December 2, 2014
Insurance and suretyship play complimentary risk-transfer roles on a construction project. One key difference between them is how they remain solvent. Insurers look to premiums to fund their cost of business and are barred from suing their insureds. By contrast, sureties charge much lower premiums and look to the principal—the entity whose conduct is back-stopped by the bond and who therefore may well have caused the surety’s loss—to recoup payments made under the bond.
The primary vehicle for a surety’s recoupment action is the General Agreement of Indemnity (GAI), signed by the principal (as indemnitor) as a condition to receipt of bonding. Not surprisingly, the GAI establishes generous indemnification rights favoring the surety. Typically, the principal must reimburse all disbursements under the bond, made by the surety in good faith. This means that (1) the principal’s duty to indemnify exists independent of the principal’s ultimate liability to the obligee (the person protected by the bond) and (2) to defeat this duty the principal has the heavy burden of proving surety bad faith. Efficient and inexpensive enforcement of the GAI is a cornerstone to solvency of the construction bonding industry.
Standard Facts; Surprising Conclusion
In a case apparently of first impression nationwide, the Eleventh Circuit in Hanover Ins. Co. v. Atlantis Drywall & Framing, LLC, weakened a construction surety’s enforcement of the GAI against its principal. The facts are standard enough. On a construction project for the University of Alabama, the principal was a subcontractor and its surety (Hanover) obtained payment and performance bonds benefitting the general contractor. The subcontract contained a broad arbitration agreement governing disputes between the subcontractor and general contractor; while the GAI made no reference to arbitration.

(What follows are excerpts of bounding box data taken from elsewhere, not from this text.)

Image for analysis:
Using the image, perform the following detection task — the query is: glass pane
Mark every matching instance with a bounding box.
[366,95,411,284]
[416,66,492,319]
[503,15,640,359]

Hanover made payments under the bonds, then sued the subcontractor in federal district court in Alabama for contractual indemnity. The principal moved to compel arbitration, arguing that the surety was bound by the subcontract’s arbitration provision.

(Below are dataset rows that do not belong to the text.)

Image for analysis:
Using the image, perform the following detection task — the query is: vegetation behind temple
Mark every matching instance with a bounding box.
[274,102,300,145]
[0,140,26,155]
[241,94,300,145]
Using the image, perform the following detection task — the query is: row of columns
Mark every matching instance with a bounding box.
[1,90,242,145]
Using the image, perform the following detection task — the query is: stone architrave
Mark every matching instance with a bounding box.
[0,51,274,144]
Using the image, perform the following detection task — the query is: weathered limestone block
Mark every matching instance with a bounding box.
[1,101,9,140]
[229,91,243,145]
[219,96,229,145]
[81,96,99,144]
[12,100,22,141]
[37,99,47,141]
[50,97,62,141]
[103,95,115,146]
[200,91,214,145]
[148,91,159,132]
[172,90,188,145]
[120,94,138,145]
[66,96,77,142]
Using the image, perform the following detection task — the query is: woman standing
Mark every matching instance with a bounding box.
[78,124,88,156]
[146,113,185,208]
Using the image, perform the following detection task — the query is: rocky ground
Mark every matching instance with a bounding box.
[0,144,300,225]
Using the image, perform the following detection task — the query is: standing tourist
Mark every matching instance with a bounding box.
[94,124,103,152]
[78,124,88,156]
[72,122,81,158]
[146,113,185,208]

The Eleventh Circuit in an unpublished decision granted the subcontractor’s motion to compel. Under Alabama law, a non-signatory to an arbitration agreement may be compelled to arbitrate its claim if (1) separate contracts constitute a single transaction and (2) the non-signatory’s claims are “intertwined with” and “related to” the contract containing the arbitration provision. As to the first element, the court pointed out that the parties were aware the three contracts—the subcontract, bonds, and GAI—were part and parcel of a single transaction: the bonds would not be issued until the indemnity agreement was signed, and the subcontractor could not perform its work until the bonds were issued. Each contract was dependent upon the other for the transaction to go forward. Strangely, the court was silent as to the second element: that Hanover’s claims against its principal were intertwined with or related to the subcontract.

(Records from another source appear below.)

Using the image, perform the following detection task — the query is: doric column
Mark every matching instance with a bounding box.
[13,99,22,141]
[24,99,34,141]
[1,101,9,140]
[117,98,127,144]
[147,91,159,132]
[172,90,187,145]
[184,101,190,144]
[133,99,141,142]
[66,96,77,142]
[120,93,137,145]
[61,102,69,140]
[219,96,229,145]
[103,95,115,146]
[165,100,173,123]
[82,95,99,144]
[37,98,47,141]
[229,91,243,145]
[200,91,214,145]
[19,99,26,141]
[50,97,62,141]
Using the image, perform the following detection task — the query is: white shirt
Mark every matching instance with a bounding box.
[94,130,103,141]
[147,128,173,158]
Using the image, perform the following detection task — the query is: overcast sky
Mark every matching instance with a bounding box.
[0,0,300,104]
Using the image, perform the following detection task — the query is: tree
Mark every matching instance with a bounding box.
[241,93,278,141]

The Atlantis Drywall decision is unsupported by Alabama law as the state cases it cites are readily distinguishable. More importantly, its ruling, if adopted nationwide, could complicate a surety’s enforcement of its indemnity rights.
Sureties have long found courts receptive to enforcement of the GAI, thereby generating over the years a strong body of precedent in their favor. The U.S. Court of Appeals for the First Circuit, applying Rhode Island law, ruled that a broad indemnity agreement between a surety and its principals will be enforced unless the surety engaged in fraud or collusion with the claimant; moreover, this express agreement precludes consideration of the common law doctrine of good faith and fair dealing. The Connecticut Supreme Court placed upon the principal the burden of proving a surety payment to the claimant was outside the scope of the GAI. The Texas Supreme Court reasoned that, under a GAI’s “good faith” standard, a surety is not required to conduct a reasonable investigation; bad faith is defined as more than negligence, but must include willful misconduct or improper motive. The list goes on.
Sureties have routinely cited to this extensive body of case law to obtain pre-trial rulings from trial courts enforcing the GAI. However, it may be more expensive and time-consuming for the surety to obtain a favorable arbitration award. More importantly, arbitrators may feel less compelled than a court to follow the law. The arbitrator will likely be confronted not only with the surety’s indemnity claim but also the details of the dispute between the principal and the obligee. Even though the latter dispute is essentially unrelated to the propriety of the surety’s claim, it is likely the two disputes will mesh together in the arbitrator’s mind, so that a principal defense against the obligee will also become a principal defense against the surety. In addition, while an arbitrator should of course follow the law, the surety has no practical remedy should the arbitrator not do so.
In sum, sureties have found courts to be receptive to enforcement of the GAI. In ruling that Hanover must arbitrate its claim against the subcontractor’s principals, the Atlantis Drywall court has deprived sureties of a reliable and proven method for obtaining efficient enforcement of their indemnity rights against the principal. The Eleventh Circuit decision upsets a key underpinning of the suretyship relationship to both the principal and the obligee. It threatens to result ultimately in higher bond premiums to the detriment of the construction industry as a whole. In light of this decision, sureties are advised to add to their GAI language giving the surety the right to enforce its indemnity rights in any court of law having jurisdiction over the claim, regardless of any arbitration agreement between the principal and any other person or entity.